Hopefully it will go ahead because they are talking all the time.  It will only really come through in 2015, so by that stage perhaps platinum will be in a much better state and need that power.  They are going to retalk to the investment people and hopefully it will go ahead, but for the moment it is deferred.

Gwala: Steps are being taken to entrench Ekurhuleni on the East Rand as the workshop of the African continent. 

Creamer: There are two fantastic assets in Ekurhuleni and what we are talking about here is east of Johannesburg, what we used to call the East Rand.  It takes in 3-million people and its two big assets there is its airport and its industry.  People are realising that you can leverage off this. 

We are talking about OR Tambo, which is the biggest freight and passenger airport in Africa. We are talking about a potential industrial workshop, which could be Africa’s biggest.  It is already got 41 000 industrial enterprises in Ekurhuleni, just east of Johannesburg here, with 30% of that manufacturing and employing 155 000 people. 

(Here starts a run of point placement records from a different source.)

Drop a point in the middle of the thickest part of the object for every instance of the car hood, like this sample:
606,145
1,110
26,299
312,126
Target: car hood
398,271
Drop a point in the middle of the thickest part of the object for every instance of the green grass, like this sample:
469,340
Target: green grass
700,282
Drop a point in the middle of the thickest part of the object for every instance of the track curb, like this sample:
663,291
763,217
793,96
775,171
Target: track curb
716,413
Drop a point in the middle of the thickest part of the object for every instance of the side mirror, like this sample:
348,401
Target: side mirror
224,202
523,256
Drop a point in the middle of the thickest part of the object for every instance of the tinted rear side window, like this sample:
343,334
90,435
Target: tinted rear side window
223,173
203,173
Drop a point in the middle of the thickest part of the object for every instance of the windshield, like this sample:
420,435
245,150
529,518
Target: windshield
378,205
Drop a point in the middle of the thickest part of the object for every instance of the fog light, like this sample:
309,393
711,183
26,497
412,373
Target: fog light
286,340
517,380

They are saying that in the 18th century the big thing was seaports.  The seaports led to the development and location of development.  In the 19th century it was railways that stimulated all that activity.  In the 20th century it was highways where you got the location of development around the highways.  The 21st century you’ve got airports.  

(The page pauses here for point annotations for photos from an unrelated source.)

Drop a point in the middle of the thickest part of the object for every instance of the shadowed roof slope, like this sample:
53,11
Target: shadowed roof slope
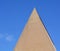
34,36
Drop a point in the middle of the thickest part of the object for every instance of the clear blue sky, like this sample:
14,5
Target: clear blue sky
15,13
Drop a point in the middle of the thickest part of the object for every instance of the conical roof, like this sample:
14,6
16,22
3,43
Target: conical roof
34,36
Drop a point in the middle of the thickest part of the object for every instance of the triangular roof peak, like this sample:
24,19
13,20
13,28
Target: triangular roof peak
34,36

That is way this great aerotropolis idea is going ahead, championed by the Mayor of Ekurhuleni Mondli Gungubele.  He is in close contact with one of the great thinkers in this, the man from North Carolina, Centre for Air Commerce, Prof John Kasarda, who says, “well done Ekurhuleni, this is the way to think”. 

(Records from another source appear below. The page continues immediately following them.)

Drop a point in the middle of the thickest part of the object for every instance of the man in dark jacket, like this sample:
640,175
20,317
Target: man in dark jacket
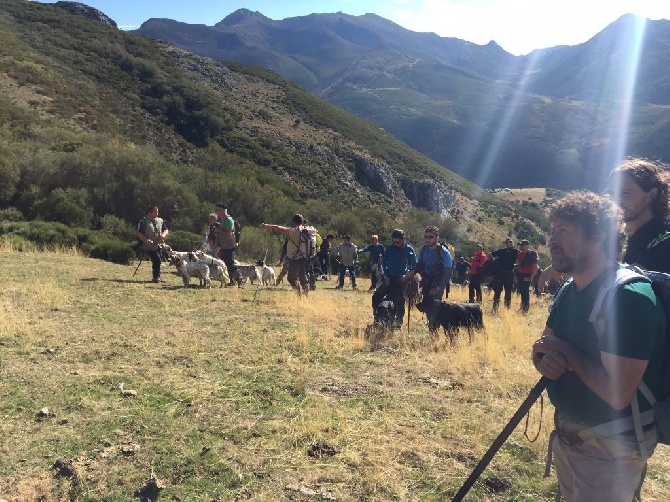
504,277
399,260
640,187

There are another 80 places in the world that are thinking like this like Korea, China and India.  Airports have become like a physical internet that links the global to the local.  They become faster and quicker moving and spontaneously a lot of industries develop around airports.

If you put your mind to it and actually plan it and be innovative there can be a lot more socio-economic spin-off and that is what the aerotropolis masterplan is all about and it is being put together by a man who also created our Gautrain, Jack van der Merwe.

Gwala: A new R500-million investment is strengthening the Western Cape as a global call-centre hub.

Creamer: Several years back, a lot of the Gauteng people were talking about call centres and the potential there. A lot of people in South Africa were saying that we are in the right time zone and that we have got the right language so we have a lot of opportunity to get into call centres.

But it seems like it’s only the Western Cape that is really created the enabling environment and how they are benefiting from it now.  The call centre sector is worth R8-billion to the Western Cape and 38 000 jobs.  We are talking about employing young people.  Most of the people employed in that 38 000 job category there are people with matric who are 17 to 35 and their entry-level pay is R6 500. 

This has become a big factor in the Western Cape where this activity is now rolling-out.  Our call-centres have won two international awards and this is what is giving confidence to the latest investor, Capita, which has come in on behalf of the mobile phone company O2 in the UK, which has got one million customers. 

They are saying that South Africa seems to have the vibe for this, the energy and the enthusiasm.  That is why they are putting another R500-million investment into a call centre here.  They are not the first, there are other big names also in the call centres in the Western Cape.

The blue chip clients are saying that they love the energy and enthusiasm of South African people and this is putting more and more investment into call centres.  I am sure we are going to see more in investment in the Western Cape and we can see the enabling framework has been set-up and we are in the right time zone as well for Europe and the UK.